Since nuclear war with the Soviet Union is no longer a possibility, the liberal missionaries now realize they must use this window of opportunity to forge ahead with purpose and fortitude to transform the undemocratic world into the image of America. As ambassadors for what is good about America, the liberal missionaries are taken aback when pundits on “their own side” criticize their efforts to galvanize world opinion behind U.S.-style democracy, especially now that the countervailing force that existed during the Cold War has crumbled.

The anger against the likes of Noam Chomsky and Gore Vidal has been building among the liberal missionaries since the fall of the Berlin Wall. Out of this anger emerged the tough-minded liberals who now feel they must remove their shackles in order to confront their enemies on the left. Friction has always existed among the various shades on the left side of the U.S. political spectrum, especially since the Russian Revolution of 1917. These simmering hostilities have occasionally boiled over into virtual war, with anger against Johnson’s war in Vietnam and the resulting 1968 Democratic presidential nomination fiasco serving as clear examples.

Another showdown is brewing for 2004. In his American Prospect essay, Tomasky lobs a grenade toward his enemies on the left. “Nader is obviously out to kill the Democrats,” he writes. “The collateral damage, to regular citizens whose lives are directly affected by which party is in power, is not his concern. He has long since quit caring about that. It’s time a Democrat killed back.”

It’s apparent that anti-imperialist forces on both the left and the right in America have nothing in common with those tough-minded liberals and neocons who dominate foreign policy in Washington. Although not a pure anti-imperialist, Dennis Kucinich represents the closest thing the Democrats have to someone who will roll back the dangerous empire-building policies of the last 25 years. Kucinich isn’t viewed as evil incarnate by Tomasky because the Ohio congressman can be easily neutralized through his decision to work inside the Democratic Party.

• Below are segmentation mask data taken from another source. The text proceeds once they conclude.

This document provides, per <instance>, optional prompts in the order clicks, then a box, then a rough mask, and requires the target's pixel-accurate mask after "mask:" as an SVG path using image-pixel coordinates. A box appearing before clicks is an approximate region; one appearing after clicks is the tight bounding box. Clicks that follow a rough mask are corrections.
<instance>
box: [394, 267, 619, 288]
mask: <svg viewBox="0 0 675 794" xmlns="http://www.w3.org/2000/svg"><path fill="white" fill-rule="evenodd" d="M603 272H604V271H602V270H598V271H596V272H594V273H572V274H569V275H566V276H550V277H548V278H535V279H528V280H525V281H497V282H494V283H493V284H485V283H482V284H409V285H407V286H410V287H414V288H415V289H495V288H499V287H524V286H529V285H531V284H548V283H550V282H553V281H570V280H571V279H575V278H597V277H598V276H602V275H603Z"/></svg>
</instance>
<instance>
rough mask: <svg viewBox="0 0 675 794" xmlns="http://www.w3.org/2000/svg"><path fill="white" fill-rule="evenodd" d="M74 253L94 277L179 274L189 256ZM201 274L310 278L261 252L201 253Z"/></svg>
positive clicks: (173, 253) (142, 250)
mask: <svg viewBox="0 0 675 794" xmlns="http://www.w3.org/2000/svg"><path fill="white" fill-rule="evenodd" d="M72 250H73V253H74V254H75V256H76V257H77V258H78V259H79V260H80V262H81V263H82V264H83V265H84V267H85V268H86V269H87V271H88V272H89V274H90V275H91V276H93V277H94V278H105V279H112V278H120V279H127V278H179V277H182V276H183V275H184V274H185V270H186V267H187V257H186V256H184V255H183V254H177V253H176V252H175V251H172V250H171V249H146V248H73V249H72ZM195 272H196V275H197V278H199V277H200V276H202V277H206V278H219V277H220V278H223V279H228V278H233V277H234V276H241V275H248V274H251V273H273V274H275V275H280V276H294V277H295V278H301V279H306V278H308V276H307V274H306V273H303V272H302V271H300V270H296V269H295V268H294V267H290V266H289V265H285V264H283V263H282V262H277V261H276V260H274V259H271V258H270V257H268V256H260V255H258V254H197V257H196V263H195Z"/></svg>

Political aspirants who dare to work outside the Democratic Party and who continue to challenge the radical foreign policy direction of the tough-minded liberals are now public enemy number one. When George Packer refers to a “fight for democracy” in his new book, he’s not referring to battles against Osama bin Laden or Saddam Hussein. Instead, Packer, Tomasky and their fellow TMLers have declared war on Americans of all political stripes who oppose U.S. efforts to flex its political, economic and military muscle around the world.